Évincés en mai d’On n’est pas couché, Eric Zemmour et Eric Naulleau ont fait leurs adieux le 25 juin aux téléspectateurs de France 2. Alors qu’il se prépare un beau retour sur Paris Première et en prime time, le duo a accepté une longue interview avec nos confrères de Technikart, qui se décrivent certes comme des "gauchistes bien pensants", mais avouent un petit faible pour les anciens trublions de Laurent Ruquier. L’animateur les remplacera à la rentrée par Audrey Pulvar et Natacha Polony.
"Je cherche encore la raison du renvoi. Cette affaire, c’est comme l’assassinat de Kennedy : tout le monde a son hypothèse", remarque Eric Naulleau. La théorie avancée par Technikart est assez intéressante : "Laurent Ruquier s’est rendu compte qu’il avait créé un monstre politisé à l’influence croissante, Eric Zemmour, allant à l’encontre de tout ce qu’il défend lui-même idéologiquement", quant à Eric Naulleau, écrit le magazine, il serait "une victime collatérale". Le critique littéraire confie d’ailleurs à Technikart être "à 99% en désaccord" avec Zemmour : "J’exagère un peu : allez, 66% en désaccord. Mais en posant la question, vous êtes sur un schéma devenu obsolète, celui du combat droite-gauche." D’autant plus que les deux Eric n’étaient pas là pour débattre entre eux, mais avec des invités.

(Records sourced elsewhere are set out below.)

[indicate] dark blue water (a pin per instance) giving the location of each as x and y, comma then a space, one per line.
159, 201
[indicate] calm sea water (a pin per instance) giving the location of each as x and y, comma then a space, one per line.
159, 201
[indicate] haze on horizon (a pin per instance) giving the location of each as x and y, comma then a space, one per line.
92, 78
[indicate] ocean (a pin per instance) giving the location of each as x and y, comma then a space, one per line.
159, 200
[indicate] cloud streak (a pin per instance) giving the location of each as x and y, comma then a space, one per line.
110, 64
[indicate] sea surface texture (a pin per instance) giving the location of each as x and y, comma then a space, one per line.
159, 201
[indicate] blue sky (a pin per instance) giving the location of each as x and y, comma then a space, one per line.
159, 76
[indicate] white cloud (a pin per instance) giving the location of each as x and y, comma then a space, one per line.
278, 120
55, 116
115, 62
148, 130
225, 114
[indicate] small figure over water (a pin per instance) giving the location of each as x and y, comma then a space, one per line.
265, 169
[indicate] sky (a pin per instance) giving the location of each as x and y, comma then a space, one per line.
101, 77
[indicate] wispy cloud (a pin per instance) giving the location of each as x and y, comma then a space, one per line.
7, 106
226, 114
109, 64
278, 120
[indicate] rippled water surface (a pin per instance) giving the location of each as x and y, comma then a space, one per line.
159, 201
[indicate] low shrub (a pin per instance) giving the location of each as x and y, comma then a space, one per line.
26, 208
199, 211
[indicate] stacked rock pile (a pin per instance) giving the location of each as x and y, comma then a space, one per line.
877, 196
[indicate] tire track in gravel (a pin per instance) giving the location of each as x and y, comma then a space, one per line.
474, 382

Ruquier parle d’usure du duo, Naulleau n’y croit toujours pas : "Je persiste et signe : l’hypothèse que notre renvoi soit uniquement lié à un phénomène d’usure, je me la raconterai lors de ma prochaine nuit d’insomnie pour voir si les contes pour enfants me font le même effet que par le passé." Et les deux Eric s’en amusent : "Car personne d’autre ne s’use à la télévision", remarque Zemmour. "Il n’y a que nous. Au bout de quatre saisons", renchérit Naulleau.
Il y aussi l’hypothèse de la liste noire de Nicolas Sarkozy, à laquelle Zemmour ne croit pas une seconde. Naulleau regrette surtout ce qu’il a pu lire dans la presse : "D’après les informations du Figaro, Ruquier a annoncé la décision à la direction de France Télévisions en novembre dernier. Ce n’est pas très agréable d’avoir fait l’émission huit mois en étant dans la place du cocu." En tout cas Naulleau, quand il réagissait sur RTL à son éviction, semblait croire justement à ces pressions politiques, dans des propos un peu mélodramatiques. Il relativise dans cette nouvelle interview : "J’ai eu une conversation un rien surréaliste à ce sujet avec deux SDF qui me souhaitaient bon courage après mon renvoi... Oh, les gars, c’est vous qui êtes dans la mouise, pas moi !"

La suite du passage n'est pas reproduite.